The Re-Styled Federal Rules of Evidence

I’m a little behind on this, but in September of this year, the AOC announced revisions to the Federal Rules of Evidence in the form of “re-styling.” The Judicial Conference Advisory Committee on Evidence Rules explains:

“The revision is intended to make the Evidence Rules easier to read, and to clarify, simplify, and modernize them without altering their substantive meaning,” said Judge Robert L. Hinkle (N. D. Fla). “There will be no change at all in the meaning or application of any rule. A judge or lawyer would get the right result using either a restyled rule or the old version. However, we think the chance of misunderstanding the rule is much smaller using the restyled version.”

The process began in 2007, and was released for the 2012 version of the FRE. As part of the effort, “Term usage was standardized, and the use of ambiguous words, such as “shall,” minimized along with outdated or archaic terms, intensifiers, and redundant terms and cross references. Rule numbers and citations were preserved to minimize the effects on research, but subdivisions were rearranged in some rules for greater clarity and simplicity. But terms were retained that have acquired special status from years of case law interpretation.”

Basically, the Committee tried to improve the language, make it more modern and easy to read, while retaining the substance of the enacted Rules.
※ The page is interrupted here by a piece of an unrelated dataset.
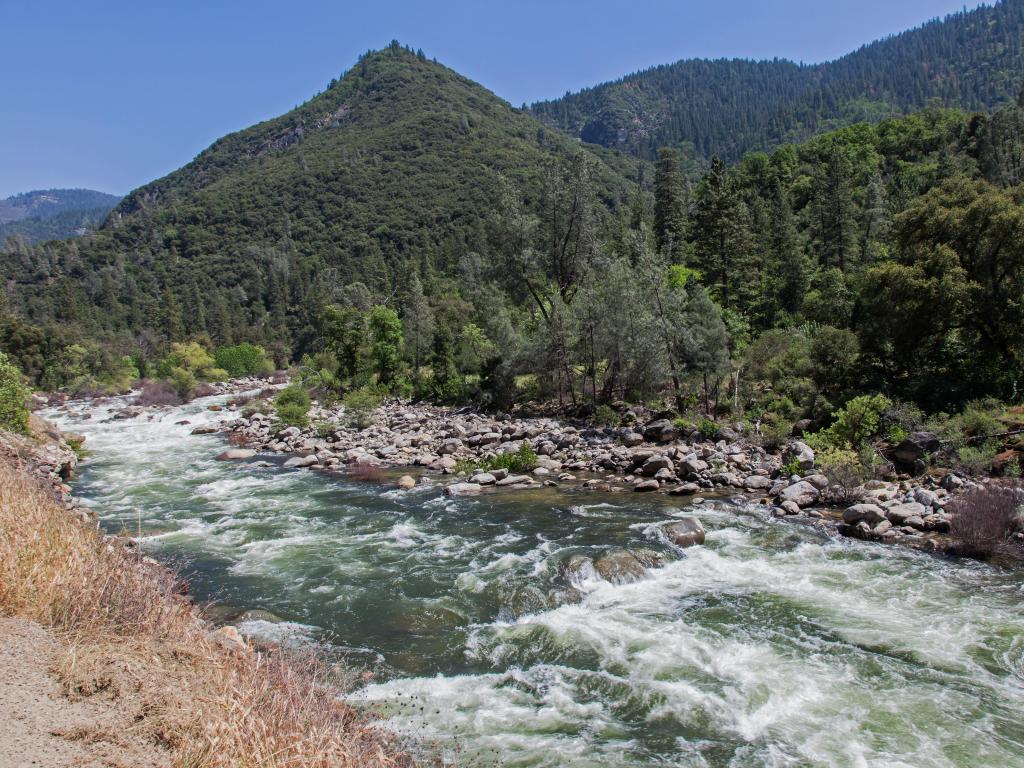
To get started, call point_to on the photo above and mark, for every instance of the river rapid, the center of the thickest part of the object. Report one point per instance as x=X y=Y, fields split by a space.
x=771 y=645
I think this is great — I’m all for plain English wherever possible. I downloaded CALI’s free version for the iPad and took a look. CALI’s version contains the Committee Notes, so it was pretty easy to see where changes were made in 2011. The changes are bigger than I expected, I was actually pretty impressed. Here’s what I found: If a rule was restyled, it contains the following note:

Committee Notes on Rules—2011 Amendment

The language of Rule 201 has been amended as part of the restyling of the Evidence Rules to make them more easily understood and to make style and terminology consistent throughout the rules. These changes are intended to be stylistic only. There is no intent to change any result in any ruling on evidence admissibility.

Aesthetic changes

Visually, the new rules look different (and more modern). The Committee replaced long paragraphs and run-on sentences with a cleaner outline format, offset subsections, and bullet points.  The result is a rule that is quicker to digest and understand. For example, here’s Rule 201. Judicial Notice of Adjudicative Facts in 2011:

and here is the 2012 version:

Similarly, see Rule 402. General Admissibility of Relevant Evidence



Standardized Terms

The 2012 version standardizes some of the language in the rules, as well. This makes the rules, as a whole, more consistent and easy to understand.  For example, the 2012 version replaces “Act of Congress” with “federal statutes” and  “Supreme Court pursuant to statutory authority” with “ “rules prescribed by the Supreme Court.” In many places, “accused” becomes “defendant.” In Rules 413-415, the 2012 version uses the terminology in all three rules:  “Permitted uses” and “disclosure to the defendant”  for introducing a victim’s sexual behavior in a sex offense case.

Elimination of Redundant Terms

The restyling changed the language to make them easier to read.  The 2012 version employs a more active voice, economy of words, and simpler language. Some examples:

Rule 106 changes “contemporaneously” to “at the same time.”  Rule 410 changes “in the course of” to “during,” and Rule 411 changes “does not require exclusion” to “court may admit.”

Rule 301 is edited from 73 words down to 50 in 2012:



Even small changes can make the rules seem simpler and more current. For example, 2012’s 201(e) changes “upon timely request” to “on timely request. ”All in all, nice work by the Committee. Check out the free versions on CALI to compare for yourself.